# enhancing fish colour with light



## illy-d (Nov 6, 2005)

Okay - so the other day I bought a 48" T5 dual light strip for my tank. I had 2 choices, but really only 1 if I wanted to get a light that day... Apparently there is a 'planted' tank strip that comes with a 10,000k bulb & a 6,700k bulb and is great for growing plants... The 2nd option is more for reef tanks and has a 10,000k bulb and a blue actinic bulb. They only had the 'Reef' style strip in stock - obviously you can change the bulbs so I bought the one they had in stock so I wouldn't be starig into a dark tank until the next order came in...

Anyhow the guy told me tha the actinic bulb would actually enhance the fishes colours more then any other bulb - after putting the light on my tank I have to say I don't necessarily agree...

Does anybody know for sure what the best temperature bulb is to bring out the colours of freshwater fish?

Cheers,

Daryl


----------



## 007Rick (Jul 29, 2007)

Living in Thetford Mines our municipal water has a slightly brown tinge to it, with the regular lights emitting sunglow 4200k the water looked brown. I kept one of these lights and replaced the other bulb with Marine glo blue actinic and I love the results. The water looks clearer, the blue, yellow and white fish look great and I haven't seen much wash out in the others. It won't help with plant growth however! It is a matter of opinion and depends on the fish colours, you could buy a sunglo light 4200k (most hardware stores for cheap!) and try it with the actinic or 10000k and see which you like the best


----------



## Carmesi (May 8, 2008)

I just went through this exact thing for the past month. I too have dual t5 lights (Glo) and i went and bought all kinds of bulbs from a fish store here in AZ because they said i could return the ones that i didnt like. So i went through every combination until i found what i loved the most. I also did not like the atinic blue bulb with any mix i tried. It does make the blues pop, but it makes the entire tank blue (especially if you have a white substrate like i do). All my fish looked blue and I hated it. I eventually found a combo of lights that i loved. I bought Glo lights (found at petsmart even) i use a combo Power_glo (10,000K) HO and the life-Glo (6,700K)

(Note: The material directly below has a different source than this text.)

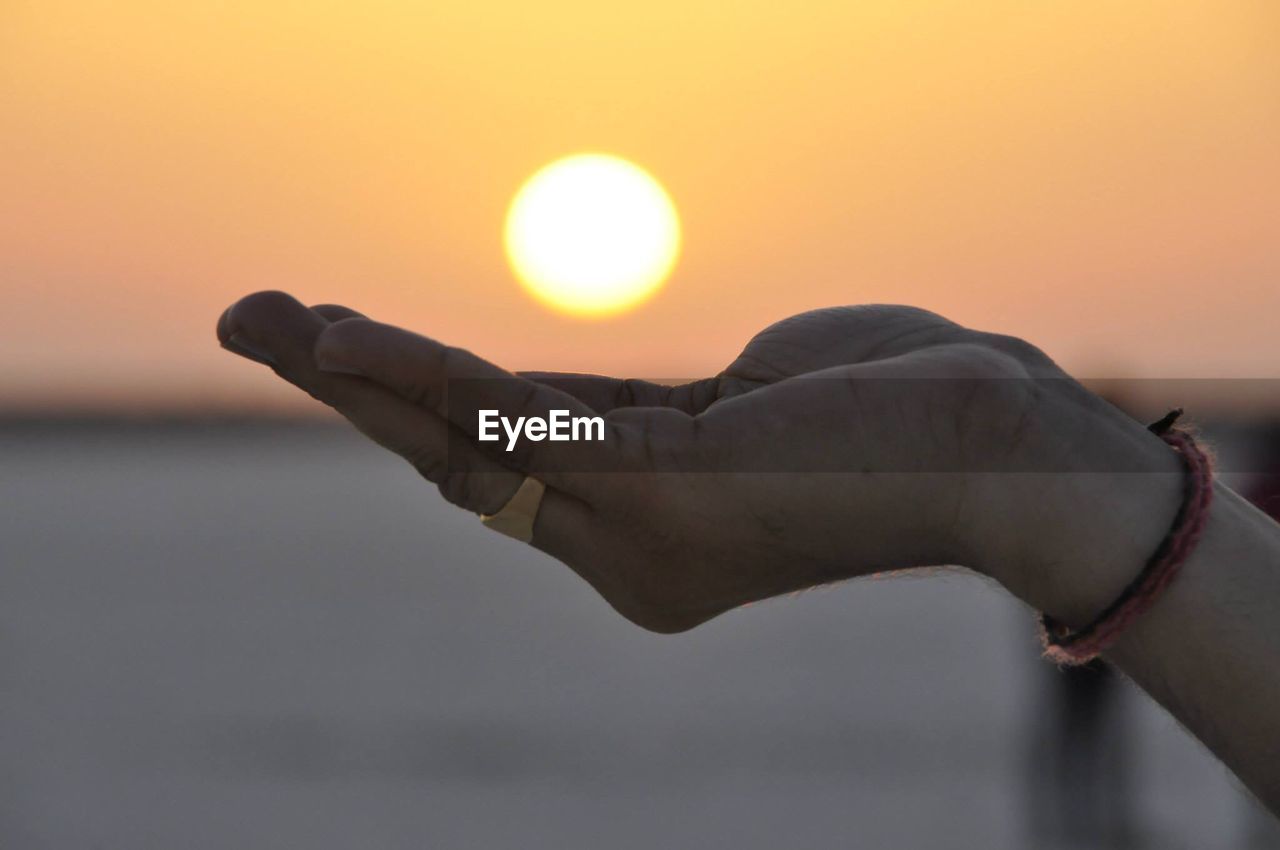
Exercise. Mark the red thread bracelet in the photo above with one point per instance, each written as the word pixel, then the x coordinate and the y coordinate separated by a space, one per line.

Put the Power _glow on the back fixture and the life-glo on the front

the power glo light is white and blue and does wonders for the fish, but is balanced very well with the more yellow/red color of the 6,700K light to make the whole tank pop with color. 
Neither are too overpowering in their color spectrum and complement very well. I could not find a t5 bulb below 5000K (that is what i would suggest with a 10,000K bulb) but the 6700K is still nice.


----------



## brycerb (Dec 23, 2007)

The best combo I have found is three bulbs. A 10,000k / an actinic / and a crappy purpleish bulb. Lights up my 90 gallon better than any other system I have found.


----------



## illy-d (Nov 6, 2005)

Thanks for the replies people! I will try playing around with bulbs first - if I need/want more light later I can always buy a single T5 light strip...

My 'feature' fish are a pair of Nics and they have yellow/red/blue colouration so hopefully I can find a good mix to make all the colours 'Pop'.


----------